HB381 is pleased to present an exhibition of ceramic wall works and sculptures by the artists Kirsi Kivivirta (Finnish, b. 1959) and Bente Skjøttgaard (Danish, b. 1961). The works by the two artists offer a study in the mutability of the physical world: its dynamic forces, its formal structure, and its underlying tension between complexity and dissolution.
In the ceramic constructions of Bente Skjøttgaard, we see the slow alchemy of minerals and glazes combined in the high-temperature crucible of the kiln. Her subjects emerge from loose, gestural coils and slabs of clay, which are left deliberately unglazed in places. Captured in medias res, they take on the cursory appearance of a process unfolding, a sketch, erased, drawn over, and reworked. Frequently, Skjøttgaard foregrounds the capacity of clay to exhibit opposing qualities — strength and elasticity, density and weightlessness, impressionability and durability — in sculptures based upon the structures of cloud typologies, the bonds between carbon atoms, or as here, arboreal growth and decay.
The sculptures from the Family tree or “woodwork” series take their impetus from a research project titled the Alchemists’ convention. The project provided Skjøttgaard with access to the Niels Hansen Jacobsen ceramics collection at the Vejen Art Museum, resulting in an exploration of the meeting point of stoneware clay bodies and cast metal mountings. Skjøttgaard found a particular interest in the patterning of molten metal as it escaped from plaster molds, flowing into gaps and natural rivulets in the sand underfoot. The cooling metal which solidified in these hollows had a crumpled, asymmetrical appearance, riddled with delicate surface variations. Affixing these small pewter extrusions around the vertical cylinder of a tree trunk formed from clay, the sculptures become substrates for a process of growth and metamorphosis, the steady accretion and transformation of matter as modeled by the forest ecosystem itself.

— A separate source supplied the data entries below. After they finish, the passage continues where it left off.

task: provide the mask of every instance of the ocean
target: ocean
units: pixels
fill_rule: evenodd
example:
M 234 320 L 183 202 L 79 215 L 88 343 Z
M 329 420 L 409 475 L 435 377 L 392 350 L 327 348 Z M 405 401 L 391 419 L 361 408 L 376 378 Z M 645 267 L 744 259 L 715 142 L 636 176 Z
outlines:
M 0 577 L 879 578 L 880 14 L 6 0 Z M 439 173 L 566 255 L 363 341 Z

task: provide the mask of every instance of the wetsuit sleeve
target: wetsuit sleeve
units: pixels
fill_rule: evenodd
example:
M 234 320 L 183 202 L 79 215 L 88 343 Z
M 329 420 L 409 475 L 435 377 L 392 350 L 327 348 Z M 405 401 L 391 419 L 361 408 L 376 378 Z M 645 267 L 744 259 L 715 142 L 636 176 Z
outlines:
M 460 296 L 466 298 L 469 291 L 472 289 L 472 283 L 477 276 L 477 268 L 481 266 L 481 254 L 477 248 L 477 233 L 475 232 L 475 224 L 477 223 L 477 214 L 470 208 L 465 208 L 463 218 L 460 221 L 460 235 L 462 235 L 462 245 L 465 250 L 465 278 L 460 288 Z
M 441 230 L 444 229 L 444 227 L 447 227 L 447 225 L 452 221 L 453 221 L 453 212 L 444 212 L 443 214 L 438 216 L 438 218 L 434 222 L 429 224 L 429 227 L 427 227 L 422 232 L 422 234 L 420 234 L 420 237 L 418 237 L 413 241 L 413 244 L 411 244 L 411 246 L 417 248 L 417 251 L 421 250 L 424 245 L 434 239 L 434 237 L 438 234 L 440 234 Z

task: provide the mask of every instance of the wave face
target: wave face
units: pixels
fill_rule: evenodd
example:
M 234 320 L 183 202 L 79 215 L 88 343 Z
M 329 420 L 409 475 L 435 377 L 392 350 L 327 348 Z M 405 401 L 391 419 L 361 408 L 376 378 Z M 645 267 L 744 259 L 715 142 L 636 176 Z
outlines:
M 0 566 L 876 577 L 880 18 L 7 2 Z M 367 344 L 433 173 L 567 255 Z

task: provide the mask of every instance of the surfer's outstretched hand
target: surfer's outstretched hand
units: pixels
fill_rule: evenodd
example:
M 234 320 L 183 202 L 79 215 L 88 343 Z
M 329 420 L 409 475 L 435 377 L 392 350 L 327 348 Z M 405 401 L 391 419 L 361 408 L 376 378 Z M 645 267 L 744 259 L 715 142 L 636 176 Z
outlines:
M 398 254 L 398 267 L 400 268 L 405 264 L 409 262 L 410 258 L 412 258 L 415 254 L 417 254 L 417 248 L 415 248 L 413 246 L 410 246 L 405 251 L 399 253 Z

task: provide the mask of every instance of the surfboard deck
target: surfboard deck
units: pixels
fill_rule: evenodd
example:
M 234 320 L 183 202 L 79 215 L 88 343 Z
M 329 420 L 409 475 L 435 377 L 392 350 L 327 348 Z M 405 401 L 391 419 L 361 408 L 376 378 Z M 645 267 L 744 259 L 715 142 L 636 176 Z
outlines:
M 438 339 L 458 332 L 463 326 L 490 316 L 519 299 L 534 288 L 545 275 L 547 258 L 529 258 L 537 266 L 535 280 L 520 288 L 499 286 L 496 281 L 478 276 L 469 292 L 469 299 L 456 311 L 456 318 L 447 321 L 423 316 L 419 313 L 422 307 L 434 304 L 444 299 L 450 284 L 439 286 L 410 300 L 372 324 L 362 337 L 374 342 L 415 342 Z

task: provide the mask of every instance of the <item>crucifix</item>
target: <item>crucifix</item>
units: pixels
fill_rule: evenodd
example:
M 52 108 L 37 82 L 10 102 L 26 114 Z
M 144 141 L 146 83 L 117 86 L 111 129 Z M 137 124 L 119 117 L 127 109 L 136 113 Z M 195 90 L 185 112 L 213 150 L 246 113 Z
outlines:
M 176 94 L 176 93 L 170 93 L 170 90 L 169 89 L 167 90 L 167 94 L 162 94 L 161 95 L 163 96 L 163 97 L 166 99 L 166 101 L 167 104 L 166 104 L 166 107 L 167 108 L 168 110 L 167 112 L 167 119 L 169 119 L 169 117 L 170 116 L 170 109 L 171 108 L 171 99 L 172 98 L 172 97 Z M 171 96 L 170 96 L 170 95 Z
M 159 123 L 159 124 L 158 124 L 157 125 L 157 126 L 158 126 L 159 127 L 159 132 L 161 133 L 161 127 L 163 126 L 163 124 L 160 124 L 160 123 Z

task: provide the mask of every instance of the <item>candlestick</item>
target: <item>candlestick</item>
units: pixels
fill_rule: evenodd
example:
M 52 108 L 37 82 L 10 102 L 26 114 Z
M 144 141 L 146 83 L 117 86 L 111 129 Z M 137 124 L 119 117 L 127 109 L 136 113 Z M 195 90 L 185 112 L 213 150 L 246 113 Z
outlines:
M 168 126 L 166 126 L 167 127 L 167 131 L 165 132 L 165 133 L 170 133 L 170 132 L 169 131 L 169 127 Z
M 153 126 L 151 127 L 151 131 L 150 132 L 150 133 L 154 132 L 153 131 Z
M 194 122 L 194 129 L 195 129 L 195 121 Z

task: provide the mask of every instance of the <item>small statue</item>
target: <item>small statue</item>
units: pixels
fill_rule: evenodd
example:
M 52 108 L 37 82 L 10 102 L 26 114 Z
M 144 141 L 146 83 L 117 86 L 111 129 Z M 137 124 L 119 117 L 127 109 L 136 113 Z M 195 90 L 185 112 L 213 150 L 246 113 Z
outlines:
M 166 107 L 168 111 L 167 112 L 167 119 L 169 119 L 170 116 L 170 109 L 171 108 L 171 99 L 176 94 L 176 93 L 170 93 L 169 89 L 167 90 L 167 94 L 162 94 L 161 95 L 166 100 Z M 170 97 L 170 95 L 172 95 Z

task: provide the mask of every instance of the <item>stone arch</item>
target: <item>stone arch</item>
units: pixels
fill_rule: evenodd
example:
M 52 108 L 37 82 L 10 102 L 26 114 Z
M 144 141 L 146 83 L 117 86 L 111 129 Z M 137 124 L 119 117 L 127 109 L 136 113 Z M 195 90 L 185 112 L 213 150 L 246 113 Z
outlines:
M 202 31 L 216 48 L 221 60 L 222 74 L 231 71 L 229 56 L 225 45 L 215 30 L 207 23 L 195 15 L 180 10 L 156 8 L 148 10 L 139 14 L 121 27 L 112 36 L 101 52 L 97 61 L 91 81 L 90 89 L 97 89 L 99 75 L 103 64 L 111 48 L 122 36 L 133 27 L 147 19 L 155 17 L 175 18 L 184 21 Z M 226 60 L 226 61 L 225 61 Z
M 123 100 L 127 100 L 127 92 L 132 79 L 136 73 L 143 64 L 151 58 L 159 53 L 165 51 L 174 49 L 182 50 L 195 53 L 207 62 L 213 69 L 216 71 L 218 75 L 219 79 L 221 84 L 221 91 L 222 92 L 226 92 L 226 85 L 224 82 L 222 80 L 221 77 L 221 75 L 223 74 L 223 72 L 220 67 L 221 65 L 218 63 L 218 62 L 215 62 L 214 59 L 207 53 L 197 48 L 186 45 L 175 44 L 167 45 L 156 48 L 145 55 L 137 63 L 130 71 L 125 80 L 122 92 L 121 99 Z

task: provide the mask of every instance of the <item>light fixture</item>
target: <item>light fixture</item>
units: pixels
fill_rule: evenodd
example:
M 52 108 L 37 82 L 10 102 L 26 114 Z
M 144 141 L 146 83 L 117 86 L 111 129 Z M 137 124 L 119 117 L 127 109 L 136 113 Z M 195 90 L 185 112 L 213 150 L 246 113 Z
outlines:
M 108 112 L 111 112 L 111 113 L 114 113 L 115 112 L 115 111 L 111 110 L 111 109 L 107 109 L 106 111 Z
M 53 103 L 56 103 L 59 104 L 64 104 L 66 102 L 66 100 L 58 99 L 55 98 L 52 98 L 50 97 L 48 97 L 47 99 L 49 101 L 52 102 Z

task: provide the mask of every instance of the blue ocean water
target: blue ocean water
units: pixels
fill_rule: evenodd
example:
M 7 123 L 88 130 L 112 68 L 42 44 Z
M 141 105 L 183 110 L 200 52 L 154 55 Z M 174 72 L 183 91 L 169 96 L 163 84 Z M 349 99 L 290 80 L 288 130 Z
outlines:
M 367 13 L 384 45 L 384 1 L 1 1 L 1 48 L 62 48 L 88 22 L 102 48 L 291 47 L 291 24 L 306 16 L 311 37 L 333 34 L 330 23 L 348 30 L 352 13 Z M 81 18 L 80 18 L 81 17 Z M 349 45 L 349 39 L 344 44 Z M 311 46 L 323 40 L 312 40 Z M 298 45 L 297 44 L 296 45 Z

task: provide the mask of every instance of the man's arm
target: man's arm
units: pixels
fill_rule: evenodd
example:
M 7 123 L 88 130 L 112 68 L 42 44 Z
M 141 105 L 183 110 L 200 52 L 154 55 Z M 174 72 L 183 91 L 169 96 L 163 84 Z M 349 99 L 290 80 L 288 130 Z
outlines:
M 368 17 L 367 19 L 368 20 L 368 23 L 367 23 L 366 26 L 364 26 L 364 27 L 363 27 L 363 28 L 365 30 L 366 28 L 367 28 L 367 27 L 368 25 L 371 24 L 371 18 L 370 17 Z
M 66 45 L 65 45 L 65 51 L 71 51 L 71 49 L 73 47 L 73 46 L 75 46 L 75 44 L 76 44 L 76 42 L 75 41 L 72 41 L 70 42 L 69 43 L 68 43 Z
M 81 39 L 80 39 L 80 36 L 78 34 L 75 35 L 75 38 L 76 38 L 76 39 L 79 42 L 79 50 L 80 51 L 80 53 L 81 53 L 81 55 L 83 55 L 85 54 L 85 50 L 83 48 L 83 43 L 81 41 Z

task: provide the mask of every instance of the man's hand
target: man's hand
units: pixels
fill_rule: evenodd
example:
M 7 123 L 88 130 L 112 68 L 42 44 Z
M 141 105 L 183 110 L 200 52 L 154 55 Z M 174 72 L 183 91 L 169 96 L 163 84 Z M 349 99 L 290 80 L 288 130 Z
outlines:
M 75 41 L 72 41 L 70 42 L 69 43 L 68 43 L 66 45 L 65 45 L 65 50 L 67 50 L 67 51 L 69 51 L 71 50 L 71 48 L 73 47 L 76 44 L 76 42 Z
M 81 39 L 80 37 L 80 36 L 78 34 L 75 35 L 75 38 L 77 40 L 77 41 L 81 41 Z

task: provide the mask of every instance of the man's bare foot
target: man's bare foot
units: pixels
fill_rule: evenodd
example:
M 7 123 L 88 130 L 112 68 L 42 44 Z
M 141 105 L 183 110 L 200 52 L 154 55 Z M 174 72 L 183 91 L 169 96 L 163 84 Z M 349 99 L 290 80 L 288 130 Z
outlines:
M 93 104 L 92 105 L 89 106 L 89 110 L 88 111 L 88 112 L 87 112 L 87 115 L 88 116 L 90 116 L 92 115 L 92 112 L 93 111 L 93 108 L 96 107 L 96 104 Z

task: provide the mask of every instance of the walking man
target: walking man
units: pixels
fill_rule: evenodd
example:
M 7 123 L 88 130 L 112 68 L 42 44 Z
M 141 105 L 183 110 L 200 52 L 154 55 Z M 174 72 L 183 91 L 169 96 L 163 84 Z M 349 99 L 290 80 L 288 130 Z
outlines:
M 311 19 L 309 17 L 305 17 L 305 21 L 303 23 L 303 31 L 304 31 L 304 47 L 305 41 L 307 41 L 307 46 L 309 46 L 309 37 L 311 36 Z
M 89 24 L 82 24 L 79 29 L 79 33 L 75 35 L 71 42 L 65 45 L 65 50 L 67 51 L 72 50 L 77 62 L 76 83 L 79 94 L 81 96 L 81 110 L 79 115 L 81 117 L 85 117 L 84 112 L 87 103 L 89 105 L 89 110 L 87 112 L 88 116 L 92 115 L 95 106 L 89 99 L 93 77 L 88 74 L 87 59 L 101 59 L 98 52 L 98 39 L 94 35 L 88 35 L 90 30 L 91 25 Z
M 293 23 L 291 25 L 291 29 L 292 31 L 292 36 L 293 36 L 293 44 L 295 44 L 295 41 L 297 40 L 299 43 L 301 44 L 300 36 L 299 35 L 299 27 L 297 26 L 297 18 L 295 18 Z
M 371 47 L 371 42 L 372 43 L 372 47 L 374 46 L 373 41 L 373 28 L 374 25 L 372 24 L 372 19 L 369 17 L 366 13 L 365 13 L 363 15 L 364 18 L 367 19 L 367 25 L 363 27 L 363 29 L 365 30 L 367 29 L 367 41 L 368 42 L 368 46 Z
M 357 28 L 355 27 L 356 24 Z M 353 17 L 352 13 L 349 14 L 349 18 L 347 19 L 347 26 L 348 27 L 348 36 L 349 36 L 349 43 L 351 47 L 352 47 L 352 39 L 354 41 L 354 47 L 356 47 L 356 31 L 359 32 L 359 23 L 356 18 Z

Skjøttgaard’s Family trees molder with loosely textured glaze, gathering matter, color, and complexity as though suffused with a matted coat of leaf litter, the soft fuzz of moss, or the onset of fungal growths. Each form is frozen in movement, listing sideways as toward the sun or against buffeting gusts of wind. Each seems to bear the mark of seasonal cycles of frost, storms, and drought. They are rooted in the same language of nature—boughs and branches, curling tendrils and bifurcating veins—that inspired Art Nouveau’s artisans like Jacobsen; nevertheless, Skjøttgaard stakes a less ornamental claim for nature’s relationship to culture, not as a site of beauty or repose, but rather as a highly complex, intricately varied crossroads of material transformation.
In contrast, Kivivirta’s tiled ceramic mosaics probe the edges of optical perception. Situated in the crepuscule of near-monochrome black and white, a place of shadows and indistinct recognition, it takes a moment for the eyes to adjust. Subtler chromatic tones seep through, suffusing each precisely carved tile with an echo, a vaporous charcoal gray or umber that recalls the earth and the over 2000° C furnace of the kiln. Kivivirta’s imagery, likewise, is soft, somnolent, and familiar, composed of welcome elementary forms that feel both primal yet inconspicuous. The eye wanders across the porcelain and stoneware surfaces, probing their outlines: the upright circle of a rounded seat or the open form of a vessel, perhaps a rudimentary bucket left out to gather rainwater; a toppled cylinder; a tunnel passing through a rising bluff; the taut skin of a drum pricked by infinitesimal vibrations.
Other compositions are more porous, pervaded by humidity. Images of air currents rise and circulate, while droplets of water descend. The scale of her work encompasses and alters the architecture in which it rests; it maintains a staid, muted equilibrium, activating philosophical rumination on the essential qualities and visual instabilities of Cartesian space, underscoring the inevitable pull between our ideal imaginings and the hard, grounded fact. In concert, Kivivirta and Skjøttgaard reimagine our relationship with the non-human and the fluctuating sphere of the planet that encompasses us, whether through the rich variety of life found in a copse of trees or the molecular bonds of hardening clay and mineral glaze.